Kaye poured them all drinks. ‘Your beer at last,’ he told Squire, handing over a full tankard.

He raised his glass cheerfully. ‘Here’s to us all. Good to be back home, good to see Madge and Teresa and Tom here. Let’s hope the family will be a little more stable now.’

‘That’s a bit optimistic,’ Grace said, sotto voce.

‘Quiet, child, it’s only a toast,’ Deirdre said.

‘The country’s been going to the dogs steadily while you’ve been doing your archaeological work in Greece,’ Mrs Davies reported. ‘The unemployment figures are still rising, and the inflation rate. It’s this terrible Labour government of ours.’
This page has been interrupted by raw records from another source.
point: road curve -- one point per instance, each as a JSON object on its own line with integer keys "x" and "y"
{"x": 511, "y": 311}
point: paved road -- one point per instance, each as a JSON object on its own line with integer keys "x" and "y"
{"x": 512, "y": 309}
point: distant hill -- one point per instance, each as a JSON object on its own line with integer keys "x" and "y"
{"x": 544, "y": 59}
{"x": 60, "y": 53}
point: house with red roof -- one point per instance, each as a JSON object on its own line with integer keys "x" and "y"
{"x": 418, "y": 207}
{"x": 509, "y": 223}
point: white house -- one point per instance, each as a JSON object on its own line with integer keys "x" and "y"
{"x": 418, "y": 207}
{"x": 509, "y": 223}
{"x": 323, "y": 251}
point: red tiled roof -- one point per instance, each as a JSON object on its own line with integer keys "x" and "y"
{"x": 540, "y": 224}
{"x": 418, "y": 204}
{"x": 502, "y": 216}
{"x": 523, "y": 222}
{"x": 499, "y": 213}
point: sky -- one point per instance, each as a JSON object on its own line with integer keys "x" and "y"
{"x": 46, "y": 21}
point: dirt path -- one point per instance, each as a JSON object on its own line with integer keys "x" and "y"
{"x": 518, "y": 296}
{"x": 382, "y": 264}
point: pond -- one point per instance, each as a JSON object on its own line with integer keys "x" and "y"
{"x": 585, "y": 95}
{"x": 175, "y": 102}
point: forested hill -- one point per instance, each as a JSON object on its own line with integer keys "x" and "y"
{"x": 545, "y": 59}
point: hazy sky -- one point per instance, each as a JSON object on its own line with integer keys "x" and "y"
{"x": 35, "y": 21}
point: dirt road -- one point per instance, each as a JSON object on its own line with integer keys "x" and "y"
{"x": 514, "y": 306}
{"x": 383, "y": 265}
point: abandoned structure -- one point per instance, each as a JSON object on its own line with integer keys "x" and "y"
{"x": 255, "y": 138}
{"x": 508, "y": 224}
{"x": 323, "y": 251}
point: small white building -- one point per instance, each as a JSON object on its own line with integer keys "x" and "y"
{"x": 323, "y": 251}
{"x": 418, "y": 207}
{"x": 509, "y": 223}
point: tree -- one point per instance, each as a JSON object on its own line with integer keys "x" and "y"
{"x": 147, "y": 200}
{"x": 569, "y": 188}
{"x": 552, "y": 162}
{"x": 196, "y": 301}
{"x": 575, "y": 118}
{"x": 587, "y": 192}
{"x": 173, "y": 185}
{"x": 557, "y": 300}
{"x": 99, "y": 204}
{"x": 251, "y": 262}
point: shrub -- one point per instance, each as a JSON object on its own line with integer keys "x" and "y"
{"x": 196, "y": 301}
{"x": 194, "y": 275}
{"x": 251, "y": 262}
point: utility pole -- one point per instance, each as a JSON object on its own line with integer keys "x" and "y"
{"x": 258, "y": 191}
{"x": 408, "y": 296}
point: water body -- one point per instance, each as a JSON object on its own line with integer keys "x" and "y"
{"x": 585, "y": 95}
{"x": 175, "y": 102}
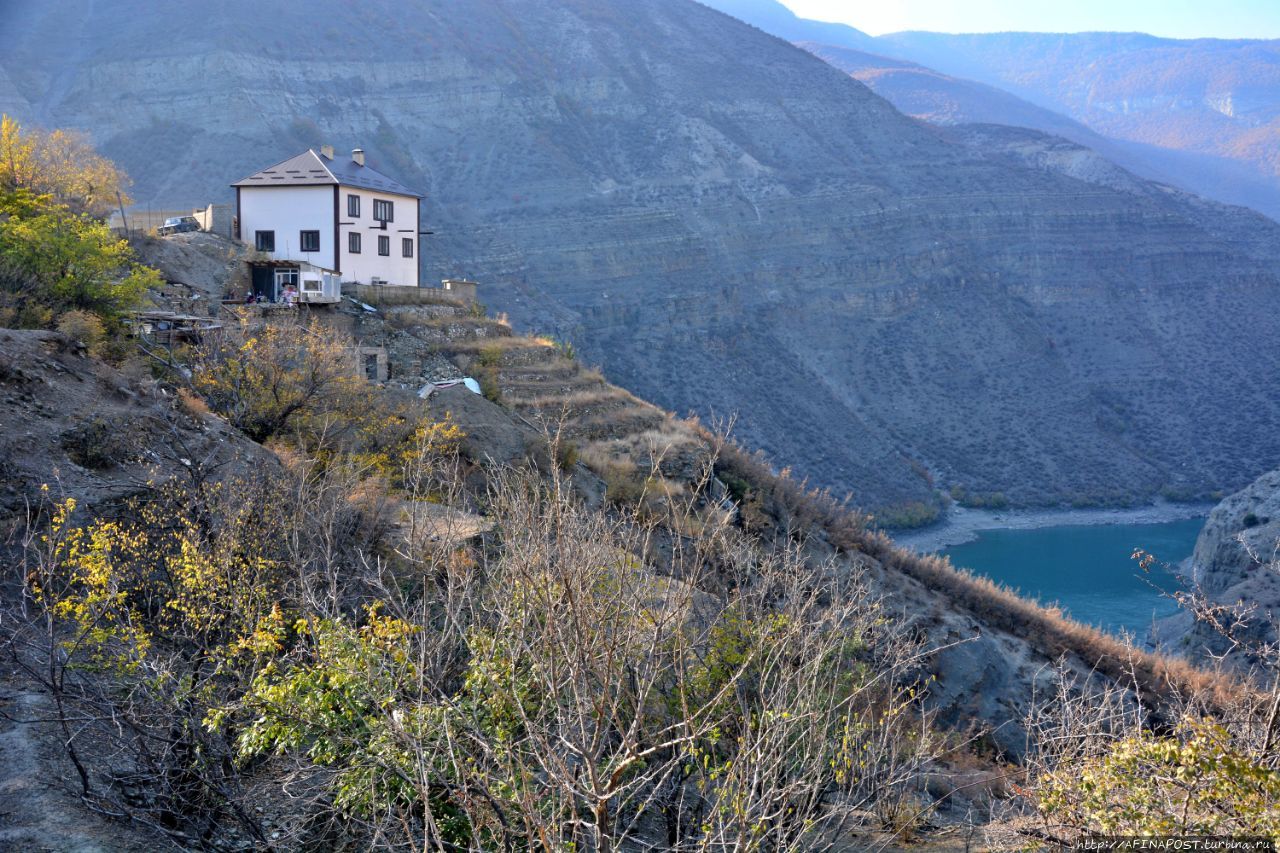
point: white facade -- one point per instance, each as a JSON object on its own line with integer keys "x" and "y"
{"x": 300, "y": 211}
{"x": 368, "y": 264}
{"x": 286, "y": 213}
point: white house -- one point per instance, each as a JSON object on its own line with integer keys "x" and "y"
{"x": 336, "y": 215}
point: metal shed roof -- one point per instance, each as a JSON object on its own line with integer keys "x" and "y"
{"x": 312, "y": 169}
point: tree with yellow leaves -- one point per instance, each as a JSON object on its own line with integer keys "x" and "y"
{"x": 60, "y": 164}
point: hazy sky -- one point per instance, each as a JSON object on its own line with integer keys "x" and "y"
{"x": 1171, "y": 18}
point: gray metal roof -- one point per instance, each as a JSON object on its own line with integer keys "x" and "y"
{"x": 312, "y": 169}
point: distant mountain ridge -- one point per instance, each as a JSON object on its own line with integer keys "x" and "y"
{"x": 728, "y": 224}
{"x": 1198, "y": 114}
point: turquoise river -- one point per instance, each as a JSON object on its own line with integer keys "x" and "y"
{"x": 1087, "y": 570}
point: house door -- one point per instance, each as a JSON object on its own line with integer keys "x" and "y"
{"x": 264, "y": 283}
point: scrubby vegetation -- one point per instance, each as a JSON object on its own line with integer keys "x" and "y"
{"x": 575, "y": 679}
{"x": 56, "y": 255}
{"x": 369, "y": 641}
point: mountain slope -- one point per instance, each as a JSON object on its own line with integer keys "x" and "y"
{"x": 937, "y": 97}
{"x": 1210, "y": 96}
{"x": 728, "y": 224}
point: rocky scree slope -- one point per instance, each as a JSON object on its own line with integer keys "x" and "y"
{"x": 1237, "y": 565}
{"x": 727, "y": 224}
{"x": 940, "y": 99}
{"x": 996, "y": 651}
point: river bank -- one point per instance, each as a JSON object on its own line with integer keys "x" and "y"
{"x": 963, "y": 524}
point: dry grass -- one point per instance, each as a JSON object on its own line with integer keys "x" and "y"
{"x": 1051, "y": 633}
{"x": 583, "y": 397}
{"x": 502, "y": 341}
{"x": 1047, "y": 630}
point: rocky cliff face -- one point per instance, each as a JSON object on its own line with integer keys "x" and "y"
{"x": 941, "y": 99}
{"x": 728, "y": 224}
{"x": 1237, "y": 564}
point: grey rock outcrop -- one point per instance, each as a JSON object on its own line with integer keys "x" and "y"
{"x": 1237, "y": 565}
{"x": 727, "y": 224}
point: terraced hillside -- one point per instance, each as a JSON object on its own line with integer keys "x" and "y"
{"x": 727, "y": 224}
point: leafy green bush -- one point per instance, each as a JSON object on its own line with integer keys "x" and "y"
{"x": 83, "y": 328}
‘Don’t despair, Madge,’ Kaye said. ‘Deirdre and I see a different aspect of things, coming from abroad. After Athens, England seems remarkably stable, sensible, and prosperous.’

‘That’s because we’re having a heat wave, Pop, you nit,’ Grace said. ‘People only go on strike in winter, when it’s cold.’

A lull fell over the conversation. Everyone became preoccupied with their drinks, or looked at the sails glittering far across the wilderness of marsh.

‘So how did you enjoy your trip to this Greek island, where exactly was it, Marshall?’ asked Mrs Davies, in a palpable attempt to blanket the difficulties in the room with words. ‘I kept meaning to look it up in my atlas and then I never did so. It seems years since Ernest and I had our Greek cruise. It is years, alas… The weather was lovely but I didn’t care for Athens at all. So noisy, even then.’